Korkulacak bir şeyin olmadığı kuduz aşısı olmanın yanında pek bir numarası olmayan durumdur. Hatırlıyorum da herkes korkardı aşıdan ama ben korkmazdım. Bayılanlar falan vardı ama benim bünyem kaldırıyordu böyle şeyleri demek ki. Tek şeyi sevmiyordum aşı olduktan sonra hani iğrenç ötesi acı bir damla damlatıyorlardı ya ağıza. işte o çok kötüydü be sözlük. *
uzun kuyruklar olurdu bizim zamanimizda. zaten ürkütücü olan aşı olma psikolojisi; uzun kuyruklar, aglayan, tepinen, kaçmak isteyen çocuklarla birlikte iyice korku filmi havası oluştururdu. ölsem de kurtulsam dediğim anlardı.
ilk okul birinci sınıfta ali osman ve ben ağlama numarası yaparak aşıdan yırtmıştık. sınıfta ki kargaşa işimizi kolaylaştırmıştı tabi ki de. ama 5. sınıfta tetenoz aşısından kaçamamıştık.
hava atmak için korkmuyorum diyerek ilk sıraya girdiğim sonra yavaştan gözlerim dolarken kurutmaya çalıştığım acı ve korku dolu etkinliktir. Her sınıfta mutlaka kaçan biri bulunur.
o nasıl bir kara propaganda yapmak anlamıyorum hala.
iğne şu kadarmış içinde kalıyomuşta ebesinin hörekesi.
ama bitmedi bu korkutmalar.devam etti.sünnet olucaksın yok baltayla kesiyolar kanlar fışkırıyo falan derken askerlik çağı gelir yine korku kıtaları iş başındadır yok öyle dövüyolar yok böyle asıyolar böyle kesiyolar.

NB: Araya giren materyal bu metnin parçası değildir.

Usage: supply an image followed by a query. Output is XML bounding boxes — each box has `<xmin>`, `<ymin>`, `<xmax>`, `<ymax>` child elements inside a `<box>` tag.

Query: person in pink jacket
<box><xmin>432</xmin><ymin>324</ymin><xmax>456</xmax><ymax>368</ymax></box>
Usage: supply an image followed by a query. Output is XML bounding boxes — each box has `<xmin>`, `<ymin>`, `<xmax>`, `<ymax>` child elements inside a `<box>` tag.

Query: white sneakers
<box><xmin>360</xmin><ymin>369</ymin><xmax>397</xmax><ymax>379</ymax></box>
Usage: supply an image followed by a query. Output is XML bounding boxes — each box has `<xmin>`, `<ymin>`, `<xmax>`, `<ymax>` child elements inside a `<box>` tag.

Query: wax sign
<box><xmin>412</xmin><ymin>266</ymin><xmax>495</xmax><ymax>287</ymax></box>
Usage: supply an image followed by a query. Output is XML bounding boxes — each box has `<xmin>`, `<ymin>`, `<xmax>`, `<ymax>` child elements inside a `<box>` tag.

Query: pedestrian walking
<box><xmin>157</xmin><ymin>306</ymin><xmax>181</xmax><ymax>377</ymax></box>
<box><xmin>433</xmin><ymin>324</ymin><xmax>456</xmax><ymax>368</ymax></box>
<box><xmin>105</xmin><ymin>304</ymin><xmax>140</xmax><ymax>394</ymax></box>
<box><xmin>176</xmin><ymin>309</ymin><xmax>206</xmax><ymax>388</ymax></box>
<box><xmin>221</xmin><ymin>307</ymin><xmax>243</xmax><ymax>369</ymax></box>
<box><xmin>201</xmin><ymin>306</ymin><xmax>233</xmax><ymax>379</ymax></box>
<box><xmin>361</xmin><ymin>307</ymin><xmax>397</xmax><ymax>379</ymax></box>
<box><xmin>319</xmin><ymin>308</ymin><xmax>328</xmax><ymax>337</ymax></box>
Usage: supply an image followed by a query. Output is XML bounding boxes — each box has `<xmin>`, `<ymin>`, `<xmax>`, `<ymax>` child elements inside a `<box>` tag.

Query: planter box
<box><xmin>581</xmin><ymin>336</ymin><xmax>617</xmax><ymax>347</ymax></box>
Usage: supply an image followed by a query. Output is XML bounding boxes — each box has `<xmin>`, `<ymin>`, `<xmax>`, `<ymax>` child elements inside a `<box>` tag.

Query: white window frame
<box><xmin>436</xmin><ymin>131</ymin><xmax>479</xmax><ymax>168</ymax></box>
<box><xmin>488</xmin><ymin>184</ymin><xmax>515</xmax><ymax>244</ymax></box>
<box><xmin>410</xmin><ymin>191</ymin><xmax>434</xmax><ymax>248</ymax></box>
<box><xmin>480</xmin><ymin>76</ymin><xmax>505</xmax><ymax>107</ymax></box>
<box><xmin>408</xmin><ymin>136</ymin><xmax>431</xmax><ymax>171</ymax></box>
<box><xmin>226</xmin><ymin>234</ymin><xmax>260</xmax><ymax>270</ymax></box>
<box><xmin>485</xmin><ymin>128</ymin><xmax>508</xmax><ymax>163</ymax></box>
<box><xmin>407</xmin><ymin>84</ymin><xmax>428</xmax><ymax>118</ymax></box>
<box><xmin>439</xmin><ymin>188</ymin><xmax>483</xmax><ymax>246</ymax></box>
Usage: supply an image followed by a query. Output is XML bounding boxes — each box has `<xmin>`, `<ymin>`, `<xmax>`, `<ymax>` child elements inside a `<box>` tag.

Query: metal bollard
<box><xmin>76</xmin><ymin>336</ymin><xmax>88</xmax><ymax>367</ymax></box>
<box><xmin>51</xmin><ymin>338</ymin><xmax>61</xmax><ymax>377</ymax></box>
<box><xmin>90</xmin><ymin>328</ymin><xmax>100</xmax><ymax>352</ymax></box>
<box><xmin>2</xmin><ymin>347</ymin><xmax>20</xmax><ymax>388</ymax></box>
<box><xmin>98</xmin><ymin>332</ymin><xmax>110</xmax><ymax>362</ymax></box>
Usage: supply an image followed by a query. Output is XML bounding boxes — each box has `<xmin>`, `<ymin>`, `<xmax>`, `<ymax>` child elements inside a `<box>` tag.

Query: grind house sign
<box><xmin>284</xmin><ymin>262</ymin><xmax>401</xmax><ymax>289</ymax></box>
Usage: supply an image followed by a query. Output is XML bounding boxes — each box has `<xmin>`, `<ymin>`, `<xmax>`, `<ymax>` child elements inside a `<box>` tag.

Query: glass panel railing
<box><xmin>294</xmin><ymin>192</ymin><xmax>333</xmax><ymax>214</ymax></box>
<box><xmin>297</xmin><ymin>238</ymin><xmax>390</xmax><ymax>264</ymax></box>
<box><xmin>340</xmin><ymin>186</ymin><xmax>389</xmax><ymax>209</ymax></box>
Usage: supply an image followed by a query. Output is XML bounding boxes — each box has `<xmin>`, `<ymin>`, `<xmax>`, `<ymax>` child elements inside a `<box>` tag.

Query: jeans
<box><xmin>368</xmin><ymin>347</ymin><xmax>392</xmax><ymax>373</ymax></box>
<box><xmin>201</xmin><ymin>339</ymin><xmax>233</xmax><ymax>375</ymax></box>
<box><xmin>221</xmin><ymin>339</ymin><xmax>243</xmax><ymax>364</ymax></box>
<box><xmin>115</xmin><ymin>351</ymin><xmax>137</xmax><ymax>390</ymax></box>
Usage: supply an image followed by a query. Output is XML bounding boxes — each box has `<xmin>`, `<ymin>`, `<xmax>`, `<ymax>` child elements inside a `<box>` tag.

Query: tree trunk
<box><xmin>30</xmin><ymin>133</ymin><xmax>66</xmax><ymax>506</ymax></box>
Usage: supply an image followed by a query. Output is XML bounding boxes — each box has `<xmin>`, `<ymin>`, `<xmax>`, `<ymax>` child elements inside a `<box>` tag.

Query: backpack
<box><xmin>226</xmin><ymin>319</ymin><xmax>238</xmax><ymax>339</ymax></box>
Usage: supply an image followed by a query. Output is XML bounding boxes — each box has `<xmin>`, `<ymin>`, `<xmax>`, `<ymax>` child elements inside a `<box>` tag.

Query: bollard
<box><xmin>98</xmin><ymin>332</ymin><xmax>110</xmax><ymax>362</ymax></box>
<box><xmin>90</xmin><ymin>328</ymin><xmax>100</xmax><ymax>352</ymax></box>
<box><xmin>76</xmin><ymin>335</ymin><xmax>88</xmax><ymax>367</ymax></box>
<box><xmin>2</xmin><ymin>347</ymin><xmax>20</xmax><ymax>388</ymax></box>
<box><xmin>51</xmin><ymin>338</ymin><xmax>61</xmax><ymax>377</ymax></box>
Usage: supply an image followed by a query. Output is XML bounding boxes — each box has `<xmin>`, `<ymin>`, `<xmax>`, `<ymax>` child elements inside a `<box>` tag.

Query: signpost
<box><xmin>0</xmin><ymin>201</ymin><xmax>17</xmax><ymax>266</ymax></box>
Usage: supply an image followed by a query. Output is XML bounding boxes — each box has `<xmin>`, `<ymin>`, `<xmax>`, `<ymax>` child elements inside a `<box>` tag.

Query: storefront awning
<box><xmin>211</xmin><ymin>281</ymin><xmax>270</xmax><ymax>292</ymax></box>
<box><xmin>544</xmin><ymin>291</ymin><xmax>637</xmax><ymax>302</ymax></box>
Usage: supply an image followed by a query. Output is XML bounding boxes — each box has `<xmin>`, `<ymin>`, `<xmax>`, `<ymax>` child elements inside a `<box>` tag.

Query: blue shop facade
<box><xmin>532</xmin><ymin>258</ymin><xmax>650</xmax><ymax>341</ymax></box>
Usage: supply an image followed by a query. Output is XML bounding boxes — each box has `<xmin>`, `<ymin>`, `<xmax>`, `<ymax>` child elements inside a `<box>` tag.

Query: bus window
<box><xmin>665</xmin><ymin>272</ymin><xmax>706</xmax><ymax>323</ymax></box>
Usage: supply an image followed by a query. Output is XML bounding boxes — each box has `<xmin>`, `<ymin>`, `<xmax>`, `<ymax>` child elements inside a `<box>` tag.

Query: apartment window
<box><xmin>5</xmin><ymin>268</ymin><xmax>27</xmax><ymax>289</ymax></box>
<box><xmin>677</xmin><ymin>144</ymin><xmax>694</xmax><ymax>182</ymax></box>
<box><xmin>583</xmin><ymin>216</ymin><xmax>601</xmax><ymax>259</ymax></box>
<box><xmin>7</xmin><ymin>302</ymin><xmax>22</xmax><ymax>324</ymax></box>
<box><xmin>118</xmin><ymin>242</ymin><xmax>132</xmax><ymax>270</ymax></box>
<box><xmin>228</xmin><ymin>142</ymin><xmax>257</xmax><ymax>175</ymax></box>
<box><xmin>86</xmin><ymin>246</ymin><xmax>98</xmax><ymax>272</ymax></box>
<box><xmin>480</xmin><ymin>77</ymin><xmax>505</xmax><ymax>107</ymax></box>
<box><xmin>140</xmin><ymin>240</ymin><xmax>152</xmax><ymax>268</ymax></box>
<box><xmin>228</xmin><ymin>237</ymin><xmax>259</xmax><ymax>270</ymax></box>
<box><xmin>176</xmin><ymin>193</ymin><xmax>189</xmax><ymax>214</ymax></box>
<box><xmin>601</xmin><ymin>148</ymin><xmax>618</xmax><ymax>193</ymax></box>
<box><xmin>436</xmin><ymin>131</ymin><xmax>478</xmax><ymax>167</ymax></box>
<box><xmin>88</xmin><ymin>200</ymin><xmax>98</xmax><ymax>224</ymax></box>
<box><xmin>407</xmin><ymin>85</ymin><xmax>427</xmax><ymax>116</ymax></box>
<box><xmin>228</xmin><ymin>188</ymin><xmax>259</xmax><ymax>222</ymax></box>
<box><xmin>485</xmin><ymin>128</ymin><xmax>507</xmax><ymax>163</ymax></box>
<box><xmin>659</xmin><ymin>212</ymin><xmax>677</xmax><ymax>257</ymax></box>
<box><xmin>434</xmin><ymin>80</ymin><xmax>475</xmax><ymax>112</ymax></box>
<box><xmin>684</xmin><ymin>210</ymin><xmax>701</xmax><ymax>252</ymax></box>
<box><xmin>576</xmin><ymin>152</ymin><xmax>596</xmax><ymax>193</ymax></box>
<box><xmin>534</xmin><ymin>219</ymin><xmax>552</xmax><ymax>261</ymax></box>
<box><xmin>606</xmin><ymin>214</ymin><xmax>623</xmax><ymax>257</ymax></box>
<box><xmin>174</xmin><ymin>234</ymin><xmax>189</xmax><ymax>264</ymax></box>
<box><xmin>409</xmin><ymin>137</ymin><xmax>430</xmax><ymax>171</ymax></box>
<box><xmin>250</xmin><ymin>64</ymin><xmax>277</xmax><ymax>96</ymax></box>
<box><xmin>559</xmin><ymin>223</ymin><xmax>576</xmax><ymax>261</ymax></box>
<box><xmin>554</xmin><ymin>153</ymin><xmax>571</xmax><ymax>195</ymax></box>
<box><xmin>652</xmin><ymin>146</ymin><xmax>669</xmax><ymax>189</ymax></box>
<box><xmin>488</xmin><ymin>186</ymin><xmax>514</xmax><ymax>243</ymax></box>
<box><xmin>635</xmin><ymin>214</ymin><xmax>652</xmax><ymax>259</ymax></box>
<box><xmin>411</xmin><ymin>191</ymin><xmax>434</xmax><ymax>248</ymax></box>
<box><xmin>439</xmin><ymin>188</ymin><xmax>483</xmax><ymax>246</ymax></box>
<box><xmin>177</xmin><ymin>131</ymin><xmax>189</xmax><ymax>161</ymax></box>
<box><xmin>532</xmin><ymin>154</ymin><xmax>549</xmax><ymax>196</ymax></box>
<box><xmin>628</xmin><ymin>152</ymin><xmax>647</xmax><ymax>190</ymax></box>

şimdi geriye bakıyorumda kendi kendime düşününce siktirin lan ordan diyorum.
ilkokul 2'yi tam hatırlamıyorum. ilkokul 4 ve 5'te olduk. sonra ortaokul 7'de olduk. şaka gibi lan ortaokul'da olduk iyi mi? sonra sağlık meslek'te birbirimiz üzerinde enjektör denedik. hayat ne garip?